Orange
by Leif Sohlman
Title
Orange
Artist
Leif Sohlman
Medium
Photograph - Photo
Description
Orange flower in daylight. Canon 5D mk III
The colour orange takes its name from the orange fruit. On the spectrum of light, and in the traditional colour wheel used by painters, it is located between red and yellow.
In Europe and America, orange is commonly associated with amusement, the unconventional, extroverts, fire, activity, danger, taste and aroma, the autumn season, and Protestantism. In Asia, it is an important symbolic colour of Buddhism and Hinduism
The colour orange is named after the appearance of the ripe orange fruit.[3]
The word comes from the Old French orenge, from the old term for the fruit, pomme d'orenge. That name comes from the Arabic naranj, through the Persian naranj, derived from the sanskrit naranga.[4]
Before this word was introduced to the English-speaking world, the colour was referred to as ġeolurēad (yellow-red).
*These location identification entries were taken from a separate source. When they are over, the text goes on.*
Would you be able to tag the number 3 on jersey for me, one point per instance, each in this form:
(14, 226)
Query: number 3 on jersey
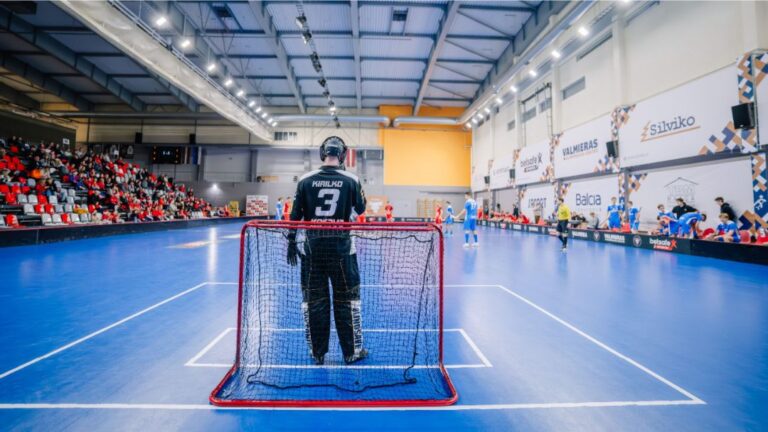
(331, 197)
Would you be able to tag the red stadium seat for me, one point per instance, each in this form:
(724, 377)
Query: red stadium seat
(11, 221)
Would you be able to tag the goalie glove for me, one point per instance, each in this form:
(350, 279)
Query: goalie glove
(293, 251)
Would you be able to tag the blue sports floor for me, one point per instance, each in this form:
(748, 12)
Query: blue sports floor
(133, 332)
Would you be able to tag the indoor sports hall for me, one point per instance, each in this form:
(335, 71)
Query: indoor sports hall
(383, 215)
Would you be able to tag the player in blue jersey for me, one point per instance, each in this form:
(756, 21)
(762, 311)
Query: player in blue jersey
(726, 231)
(687, 224)
(279, 209)
(633, 215)
(470, 219)
(614, 214)
(448, 219)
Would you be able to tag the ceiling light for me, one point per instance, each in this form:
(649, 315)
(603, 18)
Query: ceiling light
(301, 20)
(307, 36)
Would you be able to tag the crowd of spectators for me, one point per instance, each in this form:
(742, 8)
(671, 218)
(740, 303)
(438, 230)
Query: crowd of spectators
(48, 183)
(682, 221)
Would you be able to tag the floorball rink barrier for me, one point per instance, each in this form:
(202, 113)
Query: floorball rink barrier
(355, 320)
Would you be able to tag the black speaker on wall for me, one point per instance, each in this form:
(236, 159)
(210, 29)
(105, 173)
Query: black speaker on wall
(744, 115)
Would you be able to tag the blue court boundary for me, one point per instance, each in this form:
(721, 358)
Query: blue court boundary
(690, 399)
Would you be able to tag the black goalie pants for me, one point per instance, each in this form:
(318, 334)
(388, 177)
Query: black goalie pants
(330, 260)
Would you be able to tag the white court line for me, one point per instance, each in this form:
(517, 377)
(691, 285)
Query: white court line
(693, 400)
(477, 407)
(474, 347)
(198, 356)
(634, 363)
(193, 362)
(100, 331)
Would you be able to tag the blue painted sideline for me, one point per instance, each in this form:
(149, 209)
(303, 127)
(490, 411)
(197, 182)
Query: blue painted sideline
(40, 235)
The first recorded use of orange as a colour name in English was in 1512,[5][6] in a will now filed with the Public Record Office
In ancient Egypt, artists used an orange mineral pigment called realgar for tomb paintings and other uses. It was also used later by Medieval artists for the colouring of manuscripts. Pigments were also made in ancient times from a mineral known as orpiment. Orpiment was an important item of trade in the Roman Empire and was used as a medicine in China although it contains arsenic and is highly toxic. It was also used as a fly poison and to poison arrows. Because of its yellow-orange colour, it was also a favourite with alchemists searching for a way to make gold, both in China and the West.
Before the late 15th century, the colour orange existed in Europe, but without the name; it was simply called yellow-red. Spanish and Portuguese merchants brought the first orange trees to Europe from Asia in the late 15th and early 16th century, along with the sanskrit name "naranga," which gradually became "orange" in English. In parts of Germany, the Netherlands, and Russia, the orange fruit was and is still called the Chinese apple.
The House of Orange-Nassau was one of the most influential royal houses in Europe in the 16th and 17th centuries. It originated in 1163 the tiny Principality of Orange, a feudal state of 108 square miles north of Avignon in southern France. The principality of Orange took its name not from the fruit, but a Roman-Celtic settlement on the site which was founded in 36 or 35 BC and was named Arausio, after a Celtic water god.[7]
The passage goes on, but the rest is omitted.